When performing TAE for SFTs, we should be aware of complications related to ischemia. Some authors have described the use of preoperative TAE with no complications in abdominopelvic SFTs irrigated by the iliac artery [7, 8]. In our patient, the tumor was also supplied from the bilateral iliac artery, but the dominant vascularity was the inferior mesenteric artery. Since we were concerned about intestinal ischemia after embolization, we scheduled TAE 2 days prior to the surgery. Despite performing super-selective arterial embolization of the tumor with meticulous attention not to embolize the rectum and the sigmoid colon, the patient suffered from abdominal pain and fever, and operative findings revealed partial necrosis of the rectum. There are no guidelines that reveal when to perform preoperative TAE to reduce the amount of intraoperative hemorrhage. Considering the potential of intestinal ischemia, especially for tumors in which the inferior mesenteric artery is the main feeder, it is reasonable to perform such TAE within 1 or 2 days before surgery, and the patient should be carefully observed after TAE to avoid overlooking the symptoms of ischemic complications.

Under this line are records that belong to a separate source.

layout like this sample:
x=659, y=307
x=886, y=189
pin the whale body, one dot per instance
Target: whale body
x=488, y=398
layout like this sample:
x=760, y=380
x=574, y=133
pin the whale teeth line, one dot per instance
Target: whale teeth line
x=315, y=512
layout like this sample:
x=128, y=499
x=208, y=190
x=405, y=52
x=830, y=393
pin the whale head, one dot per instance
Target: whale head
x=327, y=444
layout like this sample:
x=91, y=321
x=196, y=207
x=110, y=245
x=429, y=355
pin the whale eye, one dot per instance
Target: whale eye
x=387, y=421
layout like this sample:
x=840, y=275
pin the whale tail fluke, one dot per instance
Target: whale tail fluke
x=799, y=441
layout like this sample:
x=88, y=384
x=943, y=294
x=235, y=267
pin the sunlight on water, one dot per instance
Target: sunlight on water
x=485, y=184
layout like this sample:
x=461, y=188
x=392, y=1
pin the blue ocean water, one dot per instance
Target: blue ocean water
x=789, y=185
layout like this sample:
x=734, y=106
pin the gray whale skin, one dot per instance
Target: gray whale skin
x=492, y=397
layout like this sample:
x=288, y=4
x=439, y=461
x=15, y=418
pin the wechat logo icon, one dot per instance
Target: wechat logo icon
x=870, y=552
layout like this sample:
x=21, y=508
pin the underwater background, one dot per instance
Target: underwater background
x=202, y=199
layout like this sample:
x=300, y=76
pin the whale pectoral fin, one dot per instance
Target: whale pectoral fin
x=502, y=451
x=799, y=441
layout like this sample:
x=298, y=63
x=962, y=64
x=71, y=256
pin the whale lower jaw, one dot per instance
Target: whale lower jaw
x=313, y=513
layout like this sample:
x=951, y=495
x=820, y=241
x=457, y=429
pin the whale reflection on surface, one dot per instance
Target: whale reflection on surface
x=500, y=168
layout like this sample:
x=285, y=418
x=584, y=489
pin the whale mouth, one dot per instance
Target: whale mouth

NICTH is most commonly described with tumors of mesenchymal or hepatic origin. Of the 288 NICTH cases reviewed, 22% were SFTs that were commonly located in the pleura, retroperitoneum, abdomen, and pelvis [9]. Initial management of hypoglycemia in NICTH involves increased caloric intake and frequent intravenous administration of glucose or dextrose. Total resection of the tumor is curative for hypoglycemia in many cases. For cases of uncontrollable hypoglycemia or unresectable tumors, glucocorticoid administration and local antitumor therapy, such as systemic chemotherapy [10], molecular targeted therapy [11], and radiation therapy [12] have been reported to be successful in resolving hypoglycemia. TAE for tumors was effective in treating NICTH in a hepatic fibrosarcoma case [13] but not in four cases of SFT [14]. To the best of our knowledge, this is the first case that showed TAE for a tumor to be an effective method for controlling hypoglycemia in Doege–Potter syndrome. For Doege–Potter syndrome with refractory hypoglycemia or inoperable tumors, TAE may be an option for resolving hypoglycemia.

Conclusions

Preoperative angiography followed by TAE enables safe and complete resection of SFTs occupying the pelvic cavity, although careful management to avoid complications related to ischemia is needed. TAE for tumors may be an option in addition to medical and surgical treatment for persistent hypoglycemia in Doege–Potter syndrome.